Intanto noto con piacere che non si stanno usando categorie del tipo: è un voto antipolitico, oppure è un voto di protesta. Questo è un voto ad alto asso di politicità:
perché la protesta organizzata è una espressione primaria della politica;
perché si tratta di un voto meditato e maturato nel tempo, tutto il tempo intercorso fra l’illusione che Renzi sarebbe stata l’opportunità vincente per assorbire voti in libera uscita da destra in presenza di un PDL allo sbando ( l’accordo con Berlusconi puntava anche a questo) e di prosciugare con la ” rottamazione” il voto che pensavamo estemporaneo ai 5 Stelle;
perché ha premiato chi di volta in volta si è rappresentato come interlocutore non di un generico cambiamento, ma di una aspettativa di cambiamento che ha precisi riferimenti ad una idea sociale, della democrazia, dell’esercizio del governo anche solo qualificandosi in negativo.

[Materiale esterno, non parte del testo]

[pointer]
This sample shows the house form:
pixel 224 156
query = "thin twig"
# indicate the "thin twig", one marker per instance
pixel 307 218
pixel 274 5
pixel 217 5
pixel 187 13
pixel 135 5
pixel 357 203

Il volto dei vincenti non ha ovunque le stesse fattezze:
ha il carattere sociale di Milano e Bologna che vogliono mantenere quel loro profilo di rigore ed efficienza amministrativa unito ad una idea di sinistra di governo esplicita nelle sue motivazioni ideali e che non lascia soli chi sta peggio di cui i cittadini sentono ancora la forza;
ha il carattere della speranza delle periferie di Roma e di Torino incomparabilmente diverse fra loro ma forse unite dalla sensazione di essere troppo poco considerate, più trascurate di quanto non lo siano i loro bei centri storici dove si concentra l’elite e dove si “fanno i giochi” fra poteri apparsi impermeabili al “grido di dolore” di chi fa fatica, molta fatica;
ha il volto di una proposta di speranza unita ad una proposta di democrazia diretta che scavalca i partiti e fa uso delle tecnologie per dare una (parvenza?) di voce a chi non l’ha. E’ già accaduto a Barcellona, a Madrid;
ha il carattere vetero-paternalistico di Mastella molto più simile a De Magistris di quanto non si creda e che ha il pregio di essere “tattile”, un potere che puoi toccare perché è li fra i banchi del mercato o nello struscio del corso, disponibile ad ascoltarti il che non significa che poi risolva, però intanto è meglio di niente. Nel mezzogiorno credo che siamo al ritorno in grande stile della prima repubblica, del resto la vittoria di De Luca in regione e ancora di più nella sua Salerno e il tentativo maldestro della Valente era tutto nelle coordinate della politica d’antan.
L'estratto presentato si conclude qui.